Etnik kimlik, belirli bir grubun üyelerinin kendilerini, diğer topluluk üyelerinden ayırt eden, farklılaştıran bir aidiyet duygusudur. Bu grubun üyeleri böylelikle kendilerini “biz” olarak tanımlarken kendi içlerindeki uyumun, benzerliğin aksine “onlar”dan farklılaşmaktadır. “Onlar”dan ayırt edildiği, farklılaştığı oranda “biz” sağlamlaşmaktadır. Bir dizi temsillerle kendini tanımlayan grup kimi zaman da “onlar”a karşı çıkmakta, bunu yaparken de kendine dar bir çerçeve oluşturabilmektedir. “Biz”in bu kadar sınırlayıcı ve kapalı algılanışı beraberinde yanlış ırk düşüncelerini de çağrıştırmakta, kendini överken ve her şeyin üstünde konumlandırırken “biz” aidiyetine dahil olmayanların dışlanması, kötülenmesi söz konusu olabilmektedir (Uluç, 2009: 57).

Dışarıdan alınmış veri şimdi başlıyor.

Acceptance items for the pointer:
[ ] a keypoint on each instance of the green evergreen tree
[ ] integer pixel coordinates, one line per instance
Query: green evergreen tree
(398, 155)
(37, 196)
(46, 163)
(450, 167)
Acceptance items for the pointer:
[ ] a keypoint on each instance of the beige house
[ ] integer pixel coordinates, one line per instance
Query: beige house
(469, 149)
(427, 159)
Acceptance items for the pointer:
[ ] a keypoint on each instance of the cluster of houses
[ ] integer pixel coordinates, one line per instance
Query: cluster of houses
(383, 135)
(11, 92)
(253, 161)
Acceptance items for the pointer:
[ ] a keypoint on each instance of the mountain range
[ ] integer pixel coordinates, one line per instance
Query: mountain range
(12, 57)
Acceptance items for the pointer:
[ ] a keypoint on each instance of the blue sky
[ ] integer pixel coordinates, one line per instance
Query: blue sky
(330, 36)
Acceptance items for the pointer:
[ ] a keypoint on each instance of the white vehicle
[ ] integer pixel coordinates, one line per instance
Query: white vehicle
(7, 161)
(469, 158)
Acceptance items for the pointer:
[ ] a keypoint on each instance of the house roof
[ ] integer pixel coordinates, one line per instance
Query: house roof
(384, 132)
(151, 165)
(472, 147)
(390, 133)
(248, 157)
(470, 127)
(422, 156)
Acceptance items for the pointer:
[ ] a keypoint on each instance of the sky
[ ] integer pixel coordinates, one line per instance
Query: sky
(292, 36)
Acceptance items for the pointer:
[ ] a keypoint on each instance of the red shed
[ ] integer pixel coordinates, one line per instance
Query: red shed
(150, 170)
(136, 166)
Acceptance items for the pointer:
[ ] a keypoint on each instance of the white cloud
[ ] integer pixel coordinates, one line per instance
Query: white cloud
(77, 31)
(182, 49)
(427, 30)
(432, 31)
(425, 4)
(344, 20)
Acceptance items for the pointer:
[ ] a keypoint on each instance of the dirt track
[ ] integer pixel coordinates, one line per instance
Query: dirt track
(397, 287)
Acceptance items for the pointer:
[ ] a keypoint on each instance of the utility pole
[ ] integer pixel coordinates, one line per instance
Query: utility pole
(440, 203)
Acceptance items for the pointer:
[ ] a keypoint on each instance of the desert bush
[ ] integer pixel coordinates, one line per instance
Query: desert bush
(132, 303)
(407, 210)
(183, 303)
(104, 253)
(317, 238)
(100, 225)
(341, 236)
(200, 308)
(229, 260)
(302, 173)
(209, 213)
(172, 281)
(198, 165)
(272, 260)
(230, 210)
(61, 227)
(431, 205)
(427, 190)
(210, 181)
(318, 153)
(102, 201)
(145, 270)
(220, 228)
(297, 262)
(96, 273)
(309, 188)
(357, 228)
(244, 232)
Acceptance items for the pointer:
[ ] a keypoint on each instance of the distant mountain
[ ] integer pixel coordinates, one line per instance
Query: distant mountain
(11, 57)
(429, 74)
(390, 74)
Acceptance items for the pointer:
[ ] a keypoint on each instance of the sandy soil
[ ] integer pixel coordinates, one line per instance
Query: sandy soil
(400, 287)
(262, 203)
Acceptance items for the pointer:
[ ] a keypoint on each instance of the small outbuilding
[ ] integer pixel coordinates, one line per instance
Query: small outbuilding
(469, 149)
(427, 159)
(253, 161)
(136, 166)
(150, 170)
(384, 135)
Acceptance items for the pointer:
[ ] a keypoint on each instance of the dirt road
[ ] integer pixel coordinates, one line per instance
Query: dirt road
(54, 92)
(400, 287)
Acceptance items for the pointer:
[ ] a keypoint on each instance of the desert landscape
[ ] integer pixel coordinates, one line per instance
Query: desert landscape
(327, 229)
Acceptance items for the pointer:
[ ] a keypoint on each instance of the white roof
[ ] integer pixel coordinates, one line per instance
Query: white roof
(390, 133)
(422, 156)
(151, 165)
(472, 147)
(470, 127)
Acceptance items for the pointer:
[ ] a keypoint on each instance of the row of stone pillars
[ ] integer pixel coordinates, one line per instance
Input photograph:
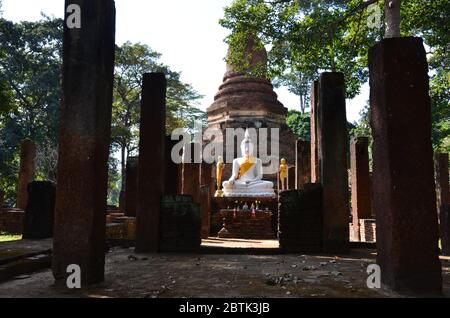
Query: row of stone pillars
(403, 186)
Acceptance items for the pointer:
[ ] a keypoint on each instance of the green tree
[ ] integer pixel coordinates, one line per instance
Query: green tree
(308, 37)
(299, 123)
(30, 74)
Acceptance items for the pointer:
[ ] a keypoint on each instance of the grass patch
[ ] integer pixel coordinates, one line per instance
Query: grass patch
(5, 237)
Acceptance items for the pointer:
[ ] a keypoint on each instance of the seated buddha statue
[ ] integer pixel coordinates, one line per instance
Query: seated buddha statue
(246, 178)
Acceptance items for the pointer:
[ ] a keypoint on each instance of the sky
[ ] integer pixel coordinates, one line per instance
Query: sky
(186, 33)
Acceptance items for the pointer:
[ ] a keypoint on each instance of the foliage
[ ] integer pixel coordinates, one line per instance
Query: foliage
(300, 124)
(313, 36)
(133, 60)
(30, 73)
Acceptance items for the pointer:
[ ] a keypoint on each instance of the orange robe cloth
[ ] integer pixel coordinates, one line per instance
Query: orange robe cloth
(245, 166)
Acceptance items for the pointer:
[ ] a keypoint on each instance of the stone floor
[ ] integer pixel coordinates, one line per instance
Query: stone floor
(215, 275)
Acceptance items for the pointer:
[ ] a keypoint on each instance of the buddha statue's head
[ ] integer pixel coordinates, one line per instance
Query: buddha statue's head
(247, 145)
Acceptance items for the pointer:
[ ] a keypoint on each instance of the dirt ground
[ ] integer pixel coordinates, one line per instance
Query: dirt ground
(218, 275)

Uluç, etnik kimlik tanımında “onlar” üzerinden yapılan bir kimlik tanımına dikkat çeker ki, bu ilişki yazının başında belirttiğimiz “öteki”nin kimliğin inşasındaki rolüyle büyük benzerlikle taşır. Bu benzerliği daha iyi anlatabilmek adına, öteki ve yabancı kavramlarını daha detaylı ele almak gerekir.

1. 1. Öteki ve Yabancı

“Öteki” kavramı, aidiyet duyulan çevrenin sınırlarını çizmede bireye yardımcı olan kavramlardan biridir. “Öteki”nin ne anlam ifade ettiğini irdelediğimizde, referans noktası olarak kendimizi aldığımızı görürüz. Sahip olduğumuz karakteristik özellikleri norm olarak kabul edip, bu özelliklerinden farklı özelliklere sahip kişileri “öteki” olarak tanımlarız. Ötekinin “biz”den farklı olduğu açıktır, ancak bu farklılıklarla bizim düzenimizde ne oranda var olabileceğinin cevabını vermek zordur. Freud, insanları birbirlerine kenetlenmiş büyük bir insan topluluğu halinde tutmanın ancak bu topluluğun dışında bırakılan ve ortak bir düşman olarak algılanan başka toplulukların varlığıyla mümkün olabileceğini söyler. Freud’un bu yaklaşımı, Hegel’in halkı ancak bir olguya “Hayır” dedikleri ve bu olumsuz tavır konusunda fikir birliğine vardıklarında ne istediğini bilen bir insan topluluğu olarak tanımlaması ile de örtüşmektedir (akt. Enriquez, 2004: 40).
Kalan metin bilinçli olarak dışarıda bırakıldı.